On Fri, Sep 13, 2019 at 01:05:52AM -0400, General Zed wrote:
> 
> Quoting Zygo Blaxell <ce3g8...@umail.furryterror.org>:
> 
> > On Thu, Sep 12, 2019 at 08:26:04PM -0400, General Zed wrote:
> > > 
> > > Quoting Zygo Blaxell <ce3g8...@umail.furryterror.org>:
> > > 
> > > > Don't forget you have to write new checksum and free space tree pages.
> > > > In the worst case, you'll need about 1GB of new metadata pages for each
> > > > 128MB you defrag (though you get to delete 99.5% of them immediately
> > > > after).
> > > 
> > > Yes, here we are debating some worst-case scenaraio which is actually
> > > imposible in practice due to various reasons.
> > 
> > No, it's quite possible.  A log file written slowly on an active
> > filesystem above a few TB will do that accidentally.  Every now and then
> > I hit that case.  It can take several hours to do a logrotate on spinning
> > arrays because of all the metadata fetches and updates associated with
> > worst-case file delete.  Long enough to watch the delete happen, and
> > even follow along in the source code.
> > 
> > I guess if I did a proactive defrag every few hours, it might take less
> > time to do the logrotate, but that would mean spreading out all the
> > seeky IO load during the day instead of getting it all done at night.
> > Logrotate does the same job as defrag in this case (replacing a file in
> > thousands of fragments spread across the disk with a few large fragments
> > close together), except logrotate gets better compression.
> > 
> > To be more accurate, the example I gave above is the worst case you
> > can expect from normal user workloads.  If I throw in some reflinks
> > and snapshots, I can make it arbitrarily worse, until the entire disk
> > is consumed by the metadata update of a single extent defrag.
> > 
> 
> I can't believe I am considering this case.
> 
> So, we have a 1TB log file "ultralog" split into 256 million 4 KB extents
> randomly over the entire disk. We have 512 GB free RAM and 2% free disk
> space. The file needs to be defragmented.
> 
> In order to do that, defrag needs to be able to copy-move multiple extents
> in one batch, and update the metadata.
> 
> The metadata has a total of at least 256 million entries, each of some size,
> but each one should hold at least a pointer to the extent (8 bytes) and a
> checksum (8 bytes): In reality, it could be that there is a lot of other
> data there per entry.

It's about 48KB per 4K extent, plus a few hundred bytes on average for each
reference.

> The metadata is organized as a b-tree. Therefore, nearby nodes should
> contain data of consecutive file extents.

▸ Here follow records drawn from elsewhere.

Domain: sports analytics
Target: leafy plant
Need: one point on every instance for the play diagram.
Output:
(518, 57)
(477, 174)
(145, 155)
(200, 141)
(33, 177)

It's 48KB per item.  As you remove the original data extents, you will
be touching a 16KB page in three trees for each extent that is removed:
Free space tree, csum tree, and extent tree.  This happens after the
merged extent is created.  It is part of the cleanup operation that
gets rid of the original 4K extents.

Because the file was written very slowly on a big filesystem, the extents
are scattered pessimally all over the virtual address space, not packed
close together.  If there are a few hundred extent allocations between
each log extent, then they will all occupy separate metadata pages.
When it is time to remove them, each of these pages must be updated.
This can be hit in a number of places in btrfs, including overwrite
and delete.

There's also 60ish bytes per extent in any subvol trees the file
actually appears in, but you do get locality in that one (the key is
inode and offset, so nothing can get between them and space them apart).
That's 12GB and change (you'll probably completely empty most of the
updated subvol metadata pages, so we can expect maybe 5 pages to remain
including root and interior nodes).  I haven't been unlucky enough to
get a "natural" 12GB, but I got over 1GB a few times recently.

Reflinks can be used to multiply that 12GB arbitrarily--you only get
locality if the reflinks are consecutive in (inode, offset) space,
so if the reflinks are scattered across subvols or files, they won't
share pages.

> The trick, in this case, is to select one part of "ultralog" which is
> localized in the metadata, and defragment it. Repeating this step will
> ultimately defragment the entire file.
> 
> So, the defrag selects some part of metadata which is entirely a descendant
> of some b-tree node not far from the bottom of b-tree. It selects it such
> that the required update to the metadata is less than, let's say, 64 MB, and
> simultaneously the affected "ultralog" file fragments total less han 512 MB
> (therefore, less than 128 thousand metadata leaf entries, each pointing to a
> 4 KB fragment). Then it finds all the file extents pointed to by that part
> of metadata. They are consecutive (as file fragments), because we have
> selected such part of metadata. Now the defrag can safely copy-move those
> fragments to a new area and update the metadata.
> 
> In order to quickly select that small part of metadata, the defrag needs a
> metatdata cache that can hold somewhat more than 128 thousand localized
> metadata leaf entries. That fits into 128 MB RAM definitely.
> 
> Of course, there are many other small issues there, but this outlines the
> general procedure.
> 
> Problem solved?

Problem missed completely.  The forward reference updates were the only
easy part.

My solution is to detect this is happening in real time, and merge the
extents while they're still too few to be a problem.  Now you might be
thinking "but doesn't that mean you'll merge the same data blocks over
and over, wasting iops?" but really it's a perfectly reasonable trade
considering the interest rates those unspent iops can collect on btrfs.
If the target minimum extent size is 192K, you turn this 12GB problem into
a 250MB one, and the 1GB problem that actually occurs becomes trivial.

Another solution would be to get the allocator to reserve some space
near growing files reserved for use by those files, so that the small
fragments don't explode across the address space.  Then we'd get locality
in all four btrees.  Other filesystems have heuristics all over their
allocators to do things like this--btrfs seems to have a very minimal
allocator that could stand much improvement.